ROHIL – Polres Rokan Hilir bersama Polsek jajaran terus menggencarkan sosialisasi pencegahan kebakaran hutan dan lahan (karhutla). Upaya dilakukan melalui anouncer keliling menggunakan kendaraan pengeras suara di sejumlah titik aktivitas masyarakat.
Petugas menyampaikan imbauan secara langsung setiap hari dengan menyasar lokasi-lokasi ramai. Di antaranya rumah ibadah, pasar tradisional, permukiman dan perkampungan serta tempat-tempat keramaian lainnya.
Dalam imbauan tersebut, masyarakat diingatkan agar tidak melakukan pembakaran hutan maupun lahan. Termasuk tidak melakukan aktivitas yang berpotensi memicu terjadinya kebakaran.
Kegiatan ini merupakan langkah preventif untuk meningkatkan kesadaran masyarakat sekaligus mencegah terjadinya karhutla di wilayah Kabupaten Rohil yang rawan terjadi saat musim kemarau.
Laporkan Titik Api ke Call Center 110
Kapolres Rohil, AKBP Aldi Alfa Faroqi mengatakan kegiatan anouncer mobiling dilaksanakan secara rutin setiap hari sebagai bagian dari upaya pencegahan karhutla.
“Kami terus mengingatkan masyarakat agar bersama-sama mencegah karhutla.

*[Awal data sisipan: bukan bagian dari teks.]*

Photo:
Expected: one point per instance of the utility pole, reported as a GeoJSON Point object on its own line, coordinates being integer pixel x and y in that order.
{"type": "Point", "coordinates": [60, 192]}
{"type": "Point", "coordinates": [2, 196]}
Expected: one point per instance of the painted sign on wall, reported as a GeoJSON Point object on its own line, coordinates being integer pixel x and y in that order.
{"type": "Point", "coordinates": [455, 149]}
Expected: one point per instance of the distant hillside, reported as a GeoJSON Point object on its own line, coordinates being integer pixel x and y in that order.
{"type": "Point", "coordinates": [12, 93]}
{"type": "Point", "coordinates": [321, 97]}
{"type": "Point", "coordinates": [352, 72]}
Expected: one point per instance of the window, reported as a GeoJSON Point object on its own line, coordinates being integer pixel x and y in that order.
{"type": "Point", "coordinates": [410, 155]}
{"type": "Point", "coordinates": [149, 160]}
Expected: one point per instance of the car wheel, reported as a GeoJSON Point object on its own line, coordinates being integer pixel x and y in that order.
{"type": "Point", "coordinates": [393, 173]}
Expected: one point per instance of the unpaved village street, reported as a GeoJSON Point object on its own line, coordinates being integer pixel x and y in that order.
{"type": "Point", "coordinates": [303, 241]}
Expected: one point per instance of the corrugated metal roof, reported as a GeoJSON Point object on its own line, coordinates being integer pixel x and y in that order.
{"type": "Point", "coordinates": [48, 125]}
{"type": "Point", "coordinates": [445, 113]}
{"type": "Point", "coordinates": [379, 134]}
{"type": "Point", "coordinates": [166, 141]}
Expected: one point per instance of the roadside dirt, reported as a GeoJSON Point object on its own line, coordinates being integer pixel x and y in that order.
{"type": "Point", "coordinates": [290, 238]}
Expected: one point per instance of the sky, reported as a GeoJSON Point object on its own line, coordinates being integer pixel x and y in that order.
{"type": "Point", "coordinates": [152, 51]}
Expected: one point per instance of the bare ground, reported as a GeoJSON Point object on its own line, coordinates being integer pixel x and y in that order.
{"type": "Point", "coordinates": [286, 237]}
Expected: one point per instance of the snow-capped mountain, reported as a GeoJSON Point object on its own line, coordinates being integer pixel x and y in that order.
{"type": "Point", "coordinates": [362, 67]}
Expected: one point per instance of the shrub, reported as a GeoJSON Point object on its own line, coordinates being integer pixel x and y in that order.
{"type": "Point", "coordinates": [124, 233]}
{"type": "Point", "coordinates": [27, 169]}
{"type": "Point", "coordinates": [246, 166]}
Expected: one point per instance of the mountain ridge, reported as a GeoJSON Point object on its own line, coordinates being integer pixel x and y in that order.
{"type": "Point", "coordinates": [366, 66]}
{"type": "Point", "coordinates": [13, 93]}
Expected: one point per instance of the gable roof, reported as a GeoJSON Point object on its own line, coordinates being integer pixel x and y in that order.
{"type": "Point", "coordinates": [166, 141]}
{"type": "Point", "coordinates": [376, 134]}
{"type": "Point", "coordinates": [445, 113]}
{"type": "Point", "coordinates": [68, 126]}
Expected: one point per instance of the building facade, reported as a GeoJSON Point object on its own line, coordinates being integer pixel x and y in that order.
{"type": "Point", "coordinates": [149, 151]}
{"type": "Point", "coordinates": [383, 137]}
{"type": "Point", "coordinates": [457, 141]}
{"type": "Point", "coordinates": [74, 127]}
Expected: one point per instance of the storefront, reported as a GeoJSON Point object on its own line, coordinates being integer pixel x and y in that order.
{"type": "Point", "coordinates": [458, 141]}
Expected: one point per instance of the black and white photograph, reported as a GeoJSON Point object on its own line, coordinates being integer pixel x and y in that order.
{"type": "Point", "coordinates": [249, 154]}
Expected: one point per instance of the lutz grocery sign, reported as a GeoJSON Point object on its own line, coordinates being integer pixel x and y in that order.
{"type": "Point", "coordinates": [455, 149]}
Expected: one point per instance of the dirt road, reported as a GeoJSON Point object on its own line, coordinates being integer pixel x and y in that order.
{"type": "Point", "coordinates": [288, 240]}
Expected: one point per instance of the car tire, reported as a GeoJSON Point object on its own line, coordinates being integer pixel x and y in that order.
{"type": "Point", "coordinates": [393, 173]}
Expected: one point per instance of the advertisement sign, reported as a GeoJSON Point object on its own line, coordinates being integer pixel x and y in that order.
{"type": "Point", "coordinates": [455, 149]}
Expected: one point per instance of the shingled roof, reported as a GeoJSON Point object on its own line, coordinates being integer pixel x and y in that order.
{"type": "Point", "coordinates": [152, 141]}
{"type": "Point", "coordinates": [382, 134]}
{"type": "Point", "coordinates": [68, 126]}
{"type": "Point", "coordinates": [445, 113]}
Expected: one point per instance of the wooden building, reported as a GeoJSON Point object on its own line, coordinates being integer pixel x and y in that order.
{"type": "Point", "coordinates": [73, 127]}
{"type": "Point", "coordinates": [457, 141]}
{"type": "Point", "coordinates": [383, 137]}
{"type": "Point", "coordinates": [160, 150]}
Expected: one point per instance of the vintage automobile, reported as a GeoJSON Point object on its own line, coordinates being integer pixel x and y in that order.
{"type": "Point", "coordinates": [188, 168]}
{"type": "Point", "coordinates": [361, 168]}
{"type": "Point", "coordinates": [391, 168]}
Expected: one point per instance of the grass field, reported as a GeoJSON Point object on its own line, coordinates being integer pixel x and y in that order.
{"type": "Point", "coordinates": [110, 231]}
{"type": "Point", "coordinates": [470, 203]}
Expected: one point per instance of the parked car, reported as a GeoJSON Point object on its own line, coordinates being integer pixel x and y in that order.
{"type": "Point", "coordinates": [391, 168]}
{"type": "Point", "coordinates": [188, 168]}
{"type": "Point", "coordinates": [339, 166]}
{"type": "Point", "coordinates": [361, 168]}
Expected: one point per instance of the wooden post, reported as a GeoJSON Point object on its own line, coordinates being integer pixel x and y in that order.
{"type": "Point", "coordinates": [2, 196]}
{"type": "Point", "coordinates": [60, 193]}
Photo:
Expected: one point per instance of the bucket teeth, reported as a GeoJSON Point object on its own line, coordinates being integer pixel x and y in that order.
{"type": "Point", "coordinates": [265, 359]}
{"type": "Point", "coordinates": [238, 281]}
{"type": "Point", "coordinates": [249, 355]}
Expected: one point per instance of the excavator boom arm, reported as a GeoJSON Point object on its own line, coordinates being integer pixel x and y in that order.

Jangan membuka atau membersihkan lahan dengan cara membakar. Kami juga mengimbau masyarakat tidak membuang puntung rokok sembarangan dan menghindari aktivitas yang dapat memicu api, khususnya di area yang rawan terbakar,” ujar AKBP Aldi, Rabu (09/09).
Menurutnya, pencegahan karhutla tidak hanya menjadi tugas kepolisian. Peran serta masyarakat sangat penting untuk menjaga lingkungan dan mencegah kebakaran sejak dini.
“Kami mengajak seluruh masyarakat untuk peduli dan bersama-sama menjaga lingkungan. Jika melihat adanya titik api atau aktivitas pembakaran lahan, segera laporkan kepada petugas atau hubungi layanan Call Center Polri 110 agar dapat ditangani dengan cepat,” pungkasnya.